Construction’s certification soup


  • Consider getting certifications to enhance your experience and help you stay relevant.
  • Choose construction-specific project management certifications for industry-specific focus.
  • Certifications can also help you get more work, rise in the ranks, and get a solid start in construction.

Certifications without experience are like paint brushes without paint. They might look good, but they won’t get the job done. Certifications enhance experience, and they show you are continuing to learn and stay current. Here’s a look at some of the more popular ones—from those aimed at specialties like green building to the most basic construction step-ladders.

A little history

While there’s no deep historical record of construction certifications, the concept finds its roots in the guilds of centuries past. According to Colorado State University, there really wasn’t anything similar to today’s construction industry until the late 1800s. Before that, everything was built by master builders, a sort of hybrid star who oversaw both design and construction.

During the late Industrial Revolution, unions started using apprenticeship training as a way to certify the skills of workers. Yet for decades, until as late as the 1970s, industry-specific certifications were largely nonexistent. That started changing with the rise of certifications in other industries, like those in IT.

Interest in construction certifications over the past 14 years peaked several times between February 2004 and October 2006, based on Google Trends. Then the downturn came, and interest has trended at half those levels since, with a gradual uptick that started in January 2017. Hence, construction certifications are getting more interest across the industry.

The Certificate Playing Field

Most certifications require experience. Some also require college degrees. It all depends on the certificate issuer. Construction certifications focus heavily on project management, but you can also get them for safety, specialized skills, and green building. More public and private organizations are now offering training programs which certify a person has the skills needed for a particular trade.

Construction certifications focus heavily on project management, but you can also get them for safety, specialized skills, and green building.

The Construction Management Association of America offers Certified Construction Manager certification, which claims to cover the unique aspects of construction project management. The American National Standards Institute and International Organization for Standardization recognize this certification, according to CMAA. The organization also issues a Construction Manager in Training Certificate.

You can also get certifications from the American Institute of Constructors; it offers the Associate Constructor and Certified Professional Constructor. Colleges and universities offer certifications of various types related to construction management.

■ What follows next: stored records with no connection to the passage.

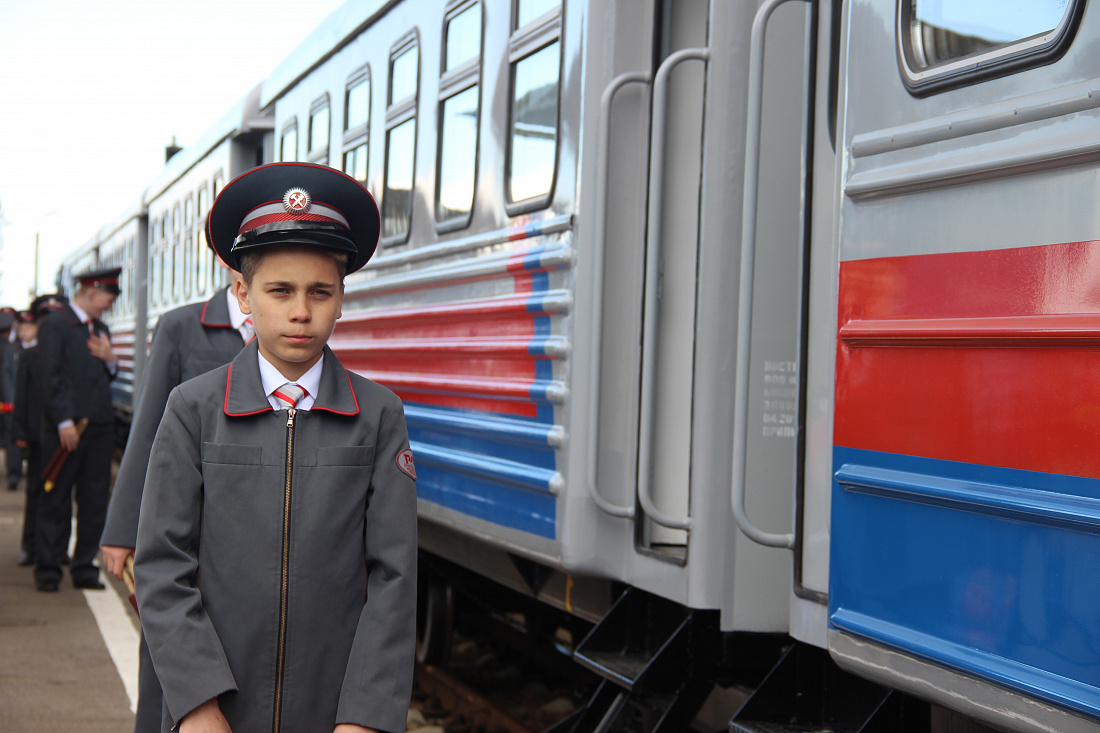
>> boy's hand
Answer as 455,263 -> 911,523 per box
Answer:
99,545 -> 134,580
88,333 -> 114,364
179,698 -> 233,733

Project management certifications
Other valuable certificates for project managers are those from the Project Management Institute. While many require degrees, the Certified Associate in Project Management does not. It only requires 1,500 hours of project management experience. The cost is also very reasonable, and the certification fills the need for those un-degreed construction professionals who came up through the ranks based on experience.

Skills certificates
If you are a small business, specialty trades contractor, you can increase your standing on bids and open up new business opportunities by getting certified in related skills. For example, the American Concrete Institute offers a certificate in decorative flatwork.

For individuals, if you are your company’s go-to tech person, getting FAA’s Part 107 certification in drones—or any of the network security certifications—will help you stay current, and add more value to your contribution.

Safety certificates
There is no substitute for safety certifications, especially the OSHA 10-hour and 30-hour courses. The emphasis on safety remains strong, so after getting one, or both, of the OSHA certifications, other specialized safety training related to your specific job helps to increase your value to business owners and clients.

Going green or environmental
When it comes to green and environmental certifications, you need to consider the needs of your employer. There are so many companies offering certifications in this field that you can easily find yourself with a certificate that doesn’t actually fit what you want to do. If you’re not employed but looking, consider the type of company you aim to work for. A green building certification will fall short if you want to work in environmental construction.

If already employed, consider the type of work your employer does and the type of client it serves. That will guide you to the appropriate certification. You should definitely discuss certifications with your boss. The goal is to get certified in work you want to do, while also boosting your value to your employer. When construction companies bid on jobs, they’ll usually highlight the relevant certifications of their employees.

Basic construction skills certs
People with no construction experience need a different kind of certification—the certification proving they know basic building techniques for the trade they are applying to. Communities across the country now offer bootstrap programs to anybody with the desire to learn construction. Some of these are connected with universities and colleges, while others are private efforts.

The National Center for Construction Education & Research offers industry-wide certifications for students and craftspeople. The organization keeps records of those who have completed the certifications so employers can easily check to confirm credentials. You can choose from over 70 craft certifications.

Others, like the 77 YouthBuild training programs across the country, aid at-risk youths in their efforts to finish their secondary schooling or equivalency programs while gaining skills and experience in building. In some cases, there is no cost, and there can be perks to go along with it, like dinners when you have to go to training at the end of the day.